Взошло солнце, и иней вокруг нас растаял, уступая место редкому белому туману, лежащему во впадинах у самой земли. Мы начали спускаться в долину, и лошади брели по этому туману, как по мелководному морю осенней паутины, и в солнечных лучах дрожали маленькие сверкающие капли, свисая с каждого сухого цветка болиголова, с каждой шелковистой, намокшей метелки прошлогоднего иван-чая. И я помню, что над разваленной бороздой пели жаворонки. В одной из впадин, укрытых за стеной леса, орешник уже вывесил первые сережки, и когда мы начали пробираться сквозь кусты, встряхивая гибкие ветки, воздух на несколько ярдов вокруг внезапно окрасился солнечным туманом желтой пыльцы. И я спросил себя, каким все это видится Амброзию: освободился ли он уже полностью от ненаглядности, странности и пронизывающей сердце красоты этого мира, от песни жаворонка и запаха изморози, тающей на холодном мху под деревьями, и от вздымающихся конских боков под своими коленями, и от лиц своих друзей. Его собственное лицо не выдавало ничего, но мне показалось, что время от времени он оглядывается по сторонам, словно хочет очень ясно увидеть этот зимний лес, крапчатый, как грудка кроншнепа, настороженные собачьи уши, пунцовые кончики тычинок в женских цветках сережек орешника, промелькнувшую по траве тень летящей птицы; вобрать все это в себя, сделать частью своего существа, частью своей души, чтобы ему можно было унести это с собой туда, куда он уходит.

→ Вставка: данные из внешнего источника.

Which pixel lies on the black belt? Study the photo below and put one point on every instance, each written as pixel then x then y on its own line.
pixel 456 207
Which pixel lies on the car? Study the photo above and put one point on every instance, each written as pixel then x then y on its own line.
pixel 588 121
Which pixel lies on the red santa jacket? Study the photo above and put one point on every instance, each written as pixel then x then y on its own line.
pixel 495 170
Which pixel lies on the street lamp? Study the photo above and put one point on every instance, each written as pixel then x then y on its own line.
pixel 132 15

Собаки взяли след оленя рядом с заводью, куда он приходил на водопой на рассвете, и, как только их спустили со сворки, унеслись прочь, наполняя зимнее утро музыкой своего лая, которую перекрывали высокие резкие звуки охотничьего рога. И вот так, следуя за собаками и бегущими с ними вровень охотниками, мы свернули к западу и поднялись в гору. Амброзий скакал в тот день так, словно был здоров. Впоследствии я спрашивал себя, не дал ли ему Бен Симеон какой-нибудь напиток вроде тех, что, по слухам, юты дают своим берсеркам; но не думаю, что он поступил так. По-моему, это было нечто, что, Бог знает какой ценой, он вызвал в себе сам, последняя мужественная вспышка догорающего факела перед тем, как погаснуть совсем. Он чуть обогнал меня и Аквилу, и мы со старым капитаном переглядывались и дивились; а лицо юного Гахериса выражало озадаченную надежду, словно он почти начинал верить, что болезнь его господина проходит.

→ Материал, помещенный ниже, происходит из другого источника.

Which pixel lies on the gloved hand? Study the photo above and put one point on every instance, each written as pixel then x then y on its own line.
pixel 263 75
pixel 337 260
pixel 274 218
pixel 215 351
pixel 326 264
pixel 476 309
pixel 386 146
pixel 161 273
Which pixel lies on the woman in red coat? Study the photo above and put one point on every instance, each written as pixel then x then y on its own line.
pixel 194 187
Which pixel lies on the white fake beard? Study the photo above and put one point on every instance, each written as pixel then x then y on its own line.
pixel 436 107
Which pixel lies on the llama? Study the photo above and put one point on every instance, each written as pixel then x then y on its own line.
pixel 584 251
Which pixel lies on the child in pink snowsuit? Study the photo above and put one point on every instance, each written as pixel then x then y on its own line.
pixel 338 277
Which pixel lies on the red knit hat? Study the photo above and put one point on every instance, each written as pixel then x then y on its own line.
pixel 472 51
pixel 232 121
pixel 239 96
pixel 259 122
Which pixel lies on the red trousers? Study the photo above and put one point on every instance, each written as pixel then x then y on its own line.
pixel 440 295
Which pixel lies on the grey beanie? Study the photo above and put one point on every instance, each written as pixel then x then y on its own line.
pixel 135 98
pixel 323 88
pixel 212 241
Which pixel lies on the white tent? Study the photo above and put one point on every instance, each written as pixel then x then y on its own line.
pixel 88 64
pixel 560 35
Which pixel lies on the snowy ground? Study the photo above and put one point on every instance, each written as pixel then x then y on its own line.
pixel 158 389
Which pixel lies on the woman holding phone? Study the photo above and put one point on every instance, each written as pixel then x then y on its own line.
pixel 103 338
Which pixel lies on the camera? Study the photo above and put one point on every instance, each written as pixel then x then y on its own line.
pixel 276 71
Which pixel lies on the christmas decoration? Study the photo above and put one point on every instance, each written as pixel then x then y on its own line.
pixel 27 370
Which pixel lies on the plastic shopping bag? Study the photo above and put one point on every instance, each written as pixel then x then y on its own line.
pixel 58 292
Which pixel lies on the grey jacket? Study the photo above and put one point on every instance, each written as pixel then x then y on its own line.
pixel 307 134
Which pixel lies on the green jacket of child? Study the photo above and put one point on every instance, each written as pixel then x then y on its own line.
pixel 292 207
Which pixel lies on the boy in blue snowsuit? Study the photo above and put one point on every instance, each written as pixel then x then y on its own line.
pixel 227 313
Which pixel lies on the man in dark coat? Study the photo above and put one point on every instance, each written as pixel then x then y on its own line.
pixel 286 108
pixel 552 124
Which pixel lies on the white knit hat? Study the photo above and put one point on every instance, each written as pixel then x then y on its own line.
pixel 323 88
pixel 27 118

Мы шли по следу долго и упорно, и было, должно быть, уже около полудня, когда мы, взбираясь по склону, покрытому голым, золотисто-коричневым после зимы дерном, завидели на горизонте нашу добычу. Великолепный самец с двенадцатью отростками на рогах, царственный олень за мгновение перед тем, как скакнуть вперед и скрыться за гребнем холма. Старый Аквила протрубил "Вижу зверя", и собаки == которые уже некоторое время бежали почти молча, деловито, с опущенными к земле мордами, залились свирепым лаем и нетерпеливо рванулись вперед.

Когда мы поднялись на гребень, оленя нигде не было видно, но несколько мгновений спустя он появился снова == стелющийся, подобно ветру, над своей собственной тенью по противоположному склону. Собаки, которые теперь тоже его видели, свернули вправо, растягиваясь в линию, которая должна была привести их на другую сторону долины наперерез добыче; но олень заметил нас вовремя и, сделав петлю, помчался к нижнему концу долины, чтобы укрыться в лесу, поднимающемуся от низкой речной поймы; и на какое-то время мы потеряли его среди кустов орешника, терновых зарослей и случайно оказавшихся здесь деревьев, образующих внешнюю кайму леса; и собачий лай стал высоким и сварливым.

== Он пошел по воде, == сказал старший егерь, и мы свернули по склону вниз, к реке, с плеском пронеслись по спокойному мелководью == собаки догоняли нас вплавь == а потом продолжили погоню по дальнему берегу. И точно, в миле или чуть больше вниз по течению, в том месте, где берег был размыт рекой и открывал взгляду вывороченную землю и спутанные ивовые корни, собаки опять взяли след. Охотники и добыча вновь устремились на открытую местность, потому что олень не мог углубиться в густую дубраву, где его рога запутались бы в низко растущих ветках, а мы, в свою очередь, не могли проехать по ней верхом. И когда мы увидели его в полный рост в следующий раз, он == хоть и бежал так же быстро, как раньше, == явно выбивался из сил.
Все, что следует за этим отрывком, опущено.